Background to this inspection
Updated
29 March 2019
The inspection: We carried out this inspection under Section 60 of the Health and Social Care Act 2008 (the Act) as part of our regulatory functions. This inspection was planned to check whether the provider was meeting the legal requirements and regulations associated with the Act, to look at the overall quality of the service, and to provide a rating for the service under the Care Act 2014.
Inspection team: One inspector carried out the inspection.
Service and service type: Fenwick Close is a ‘care home’. People in care homes receive accommodation and personal care as a single package under one contractual agreement. CQC regulates both the premises and the care provided, and both were looked at during this inspection.
The care service has been developed and designed in line with the values that underpin the Registering the Right Support and other best practice guidance. These values include choice, promotion of independence and inclusion. People with learning disabilities and autism using the service can live as ordinary a life as any citizen.
The service had a manager registered with the Care Quality Commission. The registered manager was responsible for the management of all three bungalows at Fenwick Close. This means that they and the provider are legally responsible for how the service is run and for the quality and safety of the care provided.
Notice of inspection: We gave the service 48 hours’ notice of the inspection visit because it is small. We needed to be sure people and staff would be in.
What we did: Providers are required to send us key information about their service, what they do well, and improvements they plan to make. This information helps support our inspections. We reviewed all the information we held about the service, this included notifications of significant changes or events.
We checked for feedback we received from members of the public, local authorities and clinical commissioning groups (CCGs). We also checked Companies House records.
During the inspection we spoke with the registered manager, a team leader and two care workers. The people who used the service could not verbally communicate with us. So, we spent time with people to observe how they were supported. We reviewed two people's care records, two staff personnel files, audits and other records about the quality and safety of the service.
After our visit we had telephone conversations with one relative and an advocate.
We requested additional evidence to be sent to us after our inspection. This was received and used as part of our inspection.
Updated
29 March 2019
About the service: Fenwick Close was a purpose-built bungalow in a residential street. It was registered for the support of up to three people. Three people were using the service.
People’s experience of using this service: The outcomes for people using the service reflected the principles and values of Registering the Right Support through promoting choice, involving people in their local community and promoting their independence. People's support focused on them having as many opportunities as possible for them to gain new skills and become more independent.
People’s received personalised care. A relative and an advocate said people were well cared for. People and staff had positive relationships; we observed many meaningful interactions between people and staff.

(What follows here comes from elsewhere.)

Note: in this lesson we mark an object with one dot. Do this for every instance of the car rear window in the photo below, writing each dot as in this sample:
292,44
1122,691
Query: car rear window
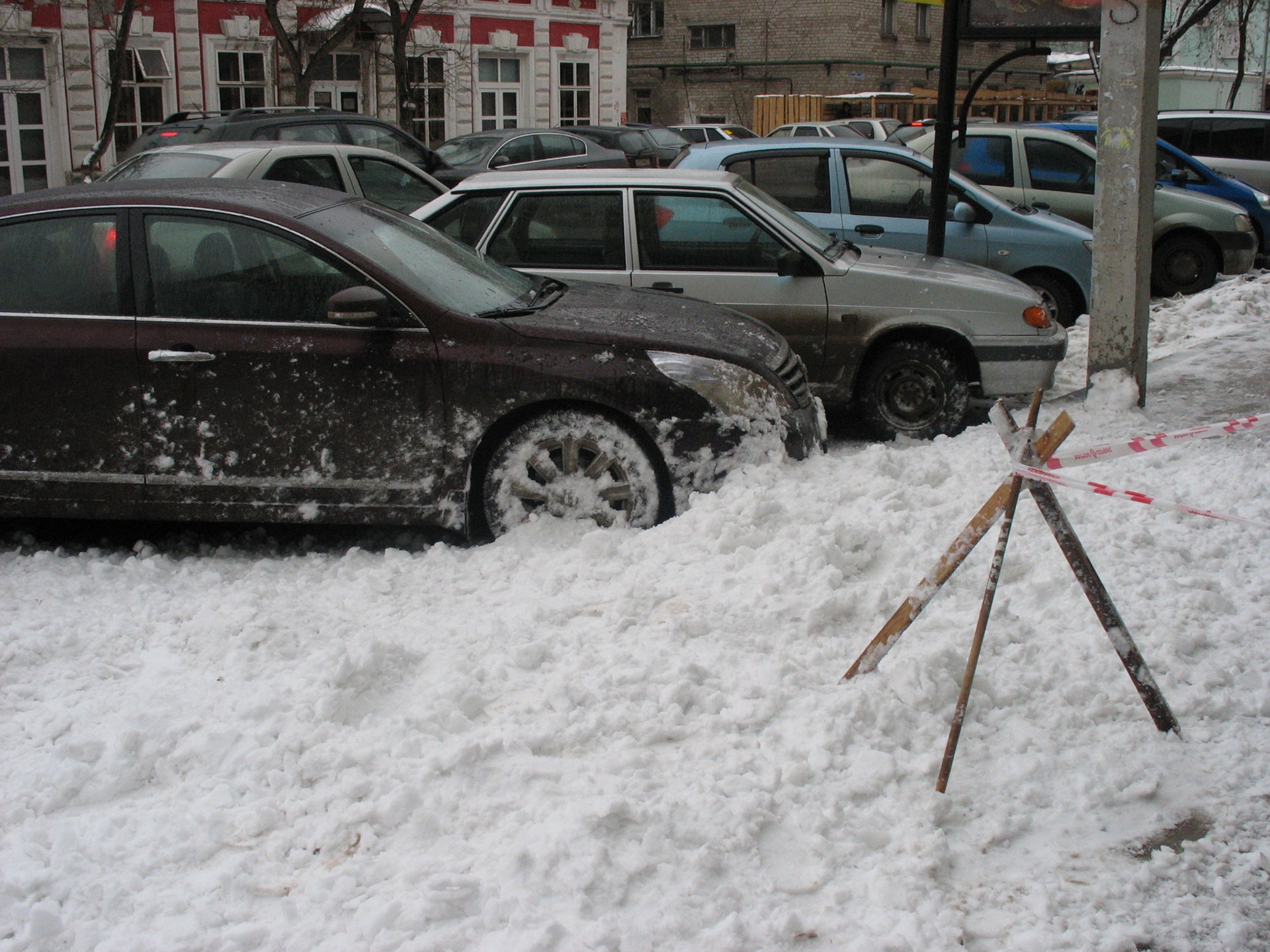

A relative and staff felt the home was safe. Staff knew about safeguarding and the whistle blowing procedures; they knew how to raise concerns if required. Staffing levels were sufficient to allow staff to support people to meet their individual needs. New staff were recruited safely.

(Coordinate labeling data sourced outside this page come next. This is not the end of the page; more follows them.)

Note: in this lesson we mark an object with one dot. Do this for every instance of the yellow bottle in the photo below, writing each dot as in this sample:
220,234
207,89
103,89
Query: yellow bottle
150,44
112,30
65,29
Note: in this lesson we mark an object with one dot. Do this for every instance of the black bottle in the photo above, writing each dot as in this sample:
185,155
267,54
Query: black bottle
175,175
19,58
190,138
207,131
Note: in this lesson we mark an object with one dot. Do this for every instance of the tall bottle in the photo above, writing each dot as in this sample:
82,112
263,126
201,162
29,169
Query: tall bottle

Incidents and accidents were monitored effectively; the findings were analysed to checks for trends and patterns.
The provider completed checks to maintain a clean and safe environment. People received their medicines safely.

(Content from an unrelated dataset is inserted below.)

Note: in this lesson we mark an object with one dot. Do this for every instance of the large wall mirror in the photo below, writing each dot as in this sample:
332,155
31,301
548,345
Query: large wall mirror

Staff were supported well and had access to the training they needed for their role. People were supported to have maximum choice and control of their lives and staff supported them in the least restrictive way possible; the policies and systems in the service supported this practice. Staff had a very good understanding of people’s needs; this enabled them to effectively support people to make choices and decisions. People were supported to have enough to eat and drink and to access healthcare services.
People’s needs were assessed to identify how they wanted to be supported; religious, social and lifestyle needs were considered. The information gathered was used to develop personalised care plans. People were supported to choose and participate in activities; they were also supported to work towards achieving their aspirations.
The registered manager was effective in managing the home. The provider had been restructuring its registered services, leading to regular changes in staff. The provider continued to operate a structured and effective approach to quality assurance. People, relatives and staff had opportunities to give feedback.
For more details, please see the full report which is on the CQC website at www.cqc.org.uk.
Rating at last inspection: Good (the last report was published on 12 July 2016).
Why we inspected: This was a planned inspection based on the previous rating.
Follow up: We will continue to monitor this service and inspect in line with our re-inspection schedule for services rated good.